The amount of time it takes for us to get our work done is INCREASING. We are spending a larger and larger percentage of our time on non-value-adding tasks...in meetings that we should not have been invited to, in meetings that should not have been called in the first place, responding to unimportant emails, Slacks, voice mails, etc.
The Bureau of Labor Statistics presents data indicating that overall productivity growth has significantly declined since 2007 and, in some sectors, has barely kept pace with the rate of inflation. (1)
CEB, a research, and advisory firm, conducted some analysis that indicated the time and effort required to complete many critical business tasks grew between 2010 and 2015.
The same CEB analysis showed that in many cases, it’s not just the amount of time that grew— the number of people required to complete these tasks increased as well. (2)
Strategy is the art and science of resource allocation. It is the role of the CEO and their Executive Committees to set strategies - and allocate those scarce resources. The problem is that most current strategy processes act as if capital is the only scarce resource and as if there is an endless amount of time available.

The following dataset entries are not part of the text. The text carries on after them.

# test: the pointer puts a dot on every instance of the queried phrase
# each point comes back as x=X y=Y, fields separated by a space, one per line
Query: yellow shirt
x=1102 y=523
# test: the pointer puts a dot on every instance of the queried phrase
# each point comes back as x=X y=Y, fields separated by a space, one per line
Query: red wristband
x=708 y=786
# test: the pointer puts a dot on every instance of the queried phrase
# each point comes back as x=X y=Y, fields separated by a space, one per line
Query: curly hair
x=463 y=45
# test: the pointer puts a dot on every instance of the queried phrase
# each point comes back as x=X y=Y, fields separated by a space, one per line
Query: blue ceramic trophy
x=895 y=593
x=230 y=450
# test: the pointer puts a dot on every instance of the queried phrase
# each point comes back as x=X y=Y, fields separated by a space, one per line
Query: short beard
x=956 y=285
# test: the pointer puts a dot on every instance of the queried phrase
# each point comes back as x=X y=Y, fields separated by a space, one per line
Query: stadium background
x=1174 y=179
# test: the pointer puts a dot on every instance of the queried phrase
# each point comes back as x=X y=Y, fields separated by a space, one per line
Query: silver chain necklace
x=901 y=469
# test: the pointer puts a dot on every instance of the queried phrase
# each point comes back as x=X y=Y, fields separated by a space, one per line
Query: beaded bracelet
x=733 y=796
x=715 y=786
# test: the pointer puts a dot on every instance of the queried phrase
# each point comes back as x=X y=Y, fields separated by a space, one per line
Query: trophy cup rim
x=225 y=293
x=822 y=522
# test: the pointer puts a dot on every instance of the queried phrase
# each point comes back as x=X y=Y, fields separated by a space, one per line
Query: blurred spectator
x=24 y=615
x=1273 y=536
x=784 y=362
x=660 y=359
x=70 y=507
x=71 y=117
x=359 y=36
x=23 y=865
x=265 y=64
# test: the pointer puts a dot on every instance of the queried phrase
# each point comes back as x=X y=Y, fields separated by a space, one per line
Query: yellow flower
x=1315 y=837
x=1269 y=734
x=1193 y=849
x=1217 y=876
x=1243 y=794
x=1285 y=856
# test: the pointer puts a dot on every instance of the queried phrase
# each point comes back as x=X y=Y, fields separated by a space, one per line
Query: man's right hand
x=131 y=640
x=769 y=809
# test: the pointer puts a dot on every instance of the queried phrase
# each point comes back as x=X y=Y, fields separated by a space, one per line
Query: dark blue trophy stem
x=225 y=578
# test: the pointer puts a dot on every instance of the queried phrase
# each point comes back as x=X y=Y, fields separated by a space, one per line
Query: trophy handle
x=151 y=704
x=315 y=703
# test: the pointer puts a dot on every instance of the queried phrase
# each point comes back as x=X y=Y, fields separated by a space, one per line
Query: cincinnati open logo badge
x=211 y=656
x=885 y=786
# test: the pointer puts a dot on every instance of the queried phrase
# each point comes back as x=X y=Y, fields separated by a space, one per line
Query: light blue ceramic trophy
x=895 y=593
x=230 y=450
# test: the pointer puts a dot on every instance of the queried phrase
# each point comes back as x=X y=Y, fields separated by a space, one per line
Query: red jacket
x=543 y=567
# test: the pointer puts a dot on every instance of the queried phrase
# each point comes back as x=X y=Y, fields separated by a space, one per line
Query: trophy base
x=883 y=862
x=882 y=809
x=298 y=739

In reality, time is a new key scarce resource...both elapsed time and processing (hands-on) time. A single great idea can dramatically change the direction of a corporation - but only if you have time to think of it and time to develop it.
As companies grow the complexity of their structure increases with each new product, market, and business, bloating costs and slowing decision making. Increasingly complex processes call for employees to waste time on needless internal interactions, unproductive or inconsequential meetings, and unnecessary e-communications. Our corporations cannot generate great ideas when employees are trapped in countless meetings and bureaucratic procedures.

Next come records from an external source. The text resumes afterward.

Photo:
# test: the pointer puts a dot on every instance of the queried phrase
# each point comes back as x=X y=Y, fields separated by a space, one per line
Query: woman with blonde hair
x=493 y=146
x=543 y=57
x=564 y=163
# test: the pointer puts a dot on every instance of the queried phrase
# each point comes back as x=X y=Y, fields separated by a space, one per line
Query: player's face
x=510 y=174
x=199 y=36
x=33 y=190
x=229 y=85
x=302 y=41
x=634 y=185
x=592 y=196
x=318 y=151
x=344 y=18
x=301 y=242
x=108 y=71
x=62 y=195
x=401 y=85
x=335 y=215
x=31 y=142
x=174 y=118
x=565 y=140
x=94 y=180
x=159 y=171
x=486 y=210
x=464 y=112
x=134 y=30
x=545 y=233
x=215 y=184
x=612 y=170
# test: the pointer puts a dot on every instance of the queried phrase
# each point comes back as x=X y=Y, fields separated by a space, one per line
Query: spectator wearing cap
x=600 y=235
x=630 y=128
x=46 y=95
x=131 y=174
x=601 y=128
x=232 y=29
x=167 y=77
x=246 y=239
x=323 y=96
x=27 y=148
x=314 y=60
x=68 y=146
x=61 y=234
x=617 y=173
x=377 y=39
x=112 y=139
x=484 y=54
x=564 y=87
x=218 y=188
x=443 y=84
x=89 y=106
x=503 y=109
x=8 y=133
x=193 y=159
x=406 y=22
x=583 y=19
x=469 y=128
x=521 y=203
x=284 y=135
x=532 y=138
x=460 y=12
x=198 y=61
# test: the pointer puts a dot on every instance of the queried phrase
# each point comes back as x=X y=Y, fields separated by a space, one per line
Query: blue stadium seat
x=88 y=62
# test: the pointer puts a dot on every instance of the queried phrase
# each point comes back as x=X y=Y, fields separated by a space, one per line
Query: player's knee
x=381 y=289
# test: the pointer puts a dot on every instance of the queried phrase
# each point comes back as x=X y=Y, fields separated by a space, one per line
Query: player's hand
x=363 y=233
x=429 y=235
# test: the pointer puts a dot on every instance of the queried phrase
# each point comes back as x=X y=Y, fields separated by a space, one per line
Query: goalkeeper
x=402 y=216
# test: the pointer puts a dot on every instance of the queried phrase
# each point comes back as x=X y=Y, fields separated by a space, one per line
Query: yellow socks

The organization gets in the way of getting things done and the strategy and Executive Committee do not focus on this waste.
At most companies, no real costs are associated with requesting coworkers’ time. If you want a meeting, your assistant merely sends out a meeting request or finds and fills an opening in the team’s calendar. If you identify a problem in need of fixing, you convene a task force to study it and, most likely, launch an initiative to address it. Such demands on the organization’s time typically undergo no review and require no formal approval. For example, leaders at one large manufacturing company recently discovered that a regularly scheduled ninety-minute meeting of midlevel managers costs more than $15 million annually. When asked “Who is responsible for approving this meeting?” the managers were at a loss. “No one,” they replied. “Tom’s assistant just schedules it and the team attends.” In effect, a junior vice president’s administrative assistant was permitted to invest $15 million without supervisor approval. No such thing would ever happen with the company’s financial capital. (3)
Focusing on achieving successful strategy execution is all about setting priorities and helping each other stick to them.
Good strategy execution requires that their employees have discipline, and this is achieved through setting detailed and doable tasks to move the strategy from paper into action. To achieve a goal, a strategy needs to be created through a plan that can be followed.
NOTES
(1) Bureau of Labor Statistics, “Productivity and Costs by Industry: Selected Service- Providing Industries, 2015,” Long run labor productivity, unit labor costs, and related data, Table 2, http://www.bls.gov/news.release/prin2.nr0.htm .
(2) 2. Tom Monahan, “The Hard Evidence: Business Is Slowing Down,” Fortune, January 28, 2016, http://fortune.com/2016/01/28/ business-decision-making-project-management .
(3) Andrew Grove, Computer Decisions 16 (1984): 126.